Seismic shear wave splitting in upper crust characterized by Taiwan tectonic convergence

SUMMARY This study conducts a comprehensive investigation of crustal seismic anisotropy over varied geological regimes of Taiwan. With a large amount of earthquake data, the lateral variation of seismic shear wave splitting (SWS) is fully examined in terms of crustal deformation process. As the well‐known vigorous orogeny subjected to the Eurasian–Philippine plate collision, tectonic convergence of Taiwan is presumably propagating from east to west. The acquired SWS waveform data cover areas from the slightly deformed Western Plains to the intermediate‐to‐high metamorphic Western Foothills and central mountain ranges.

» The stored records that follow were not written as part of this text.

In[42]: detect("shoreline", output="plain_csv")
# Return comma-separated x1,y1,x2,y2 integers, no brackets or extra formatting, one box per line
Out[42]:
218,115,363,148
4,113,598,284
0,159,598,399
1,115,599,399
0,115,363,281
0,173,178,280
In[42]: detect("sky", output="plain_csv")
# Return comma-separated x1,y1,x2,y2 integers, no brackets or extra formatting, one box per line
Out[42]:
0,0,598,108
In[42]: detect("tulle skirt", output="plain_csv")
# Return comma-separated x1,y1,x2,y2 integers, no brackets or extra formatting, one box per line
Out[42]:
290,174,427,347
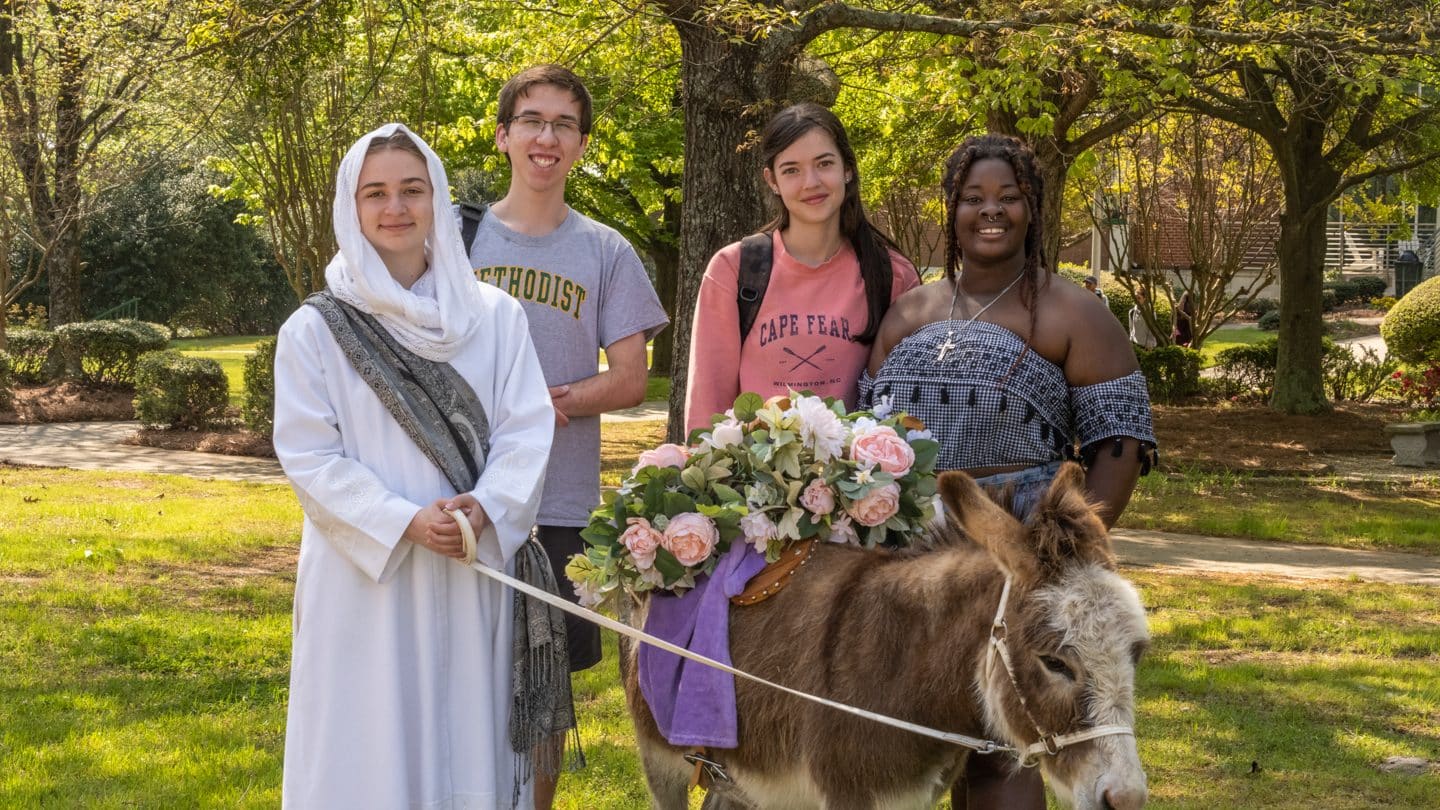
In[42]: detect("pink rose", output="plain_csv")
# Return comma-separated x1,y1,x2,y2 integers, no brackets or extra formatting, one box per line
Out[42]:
846,482,902,527
849,426,915,476
619,517,664,570
633,442,690,473
662,512,719,566
800,478,836,516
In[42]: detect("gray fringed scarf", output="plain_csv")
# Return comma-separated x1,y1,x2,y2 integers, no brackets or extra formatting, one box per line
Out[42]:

By means of waveform cross‐correlation, the SWS parameters—the fast‐wave polarization orientation and delay time—infer that the mechanism of lithologic deformation of Taiwan convergence can be classified into two domains: the convergence‐parallel laminating west of the Deformation Front and the convergence‐perpendicular striking east of the Deformation Front. The convergence‐parallel SWS measurement presents the internal fabrics consisting of microfractures subject to lateral compression before the yielding of the lithologic strength, whereas the convergence‐perpendicular measurements reveal the lateral accommodation of deformation as the stress/strain surpass the yielding strength of rock, where the predominant SWS polarization is in the NE–SW direction similar to the general trend of Taiwan's mountain ranges. It is remarkable that there is no correlation between metamorphic degrees with SWS parameters. The geological province which corresponds to higher metamorphism is not consistent with large SWS parameters. This may be because of anisotropic weakness caused by multiple tectonic processes at considerable metamorphic zone. Furthermore, comparison of the SWS delay times with corresponding focal depths suggests that seismic anisotropy in the upper crust may come from multiple layers, and the fabric lamination causing the anisotropy may be confined only within the shallow crust.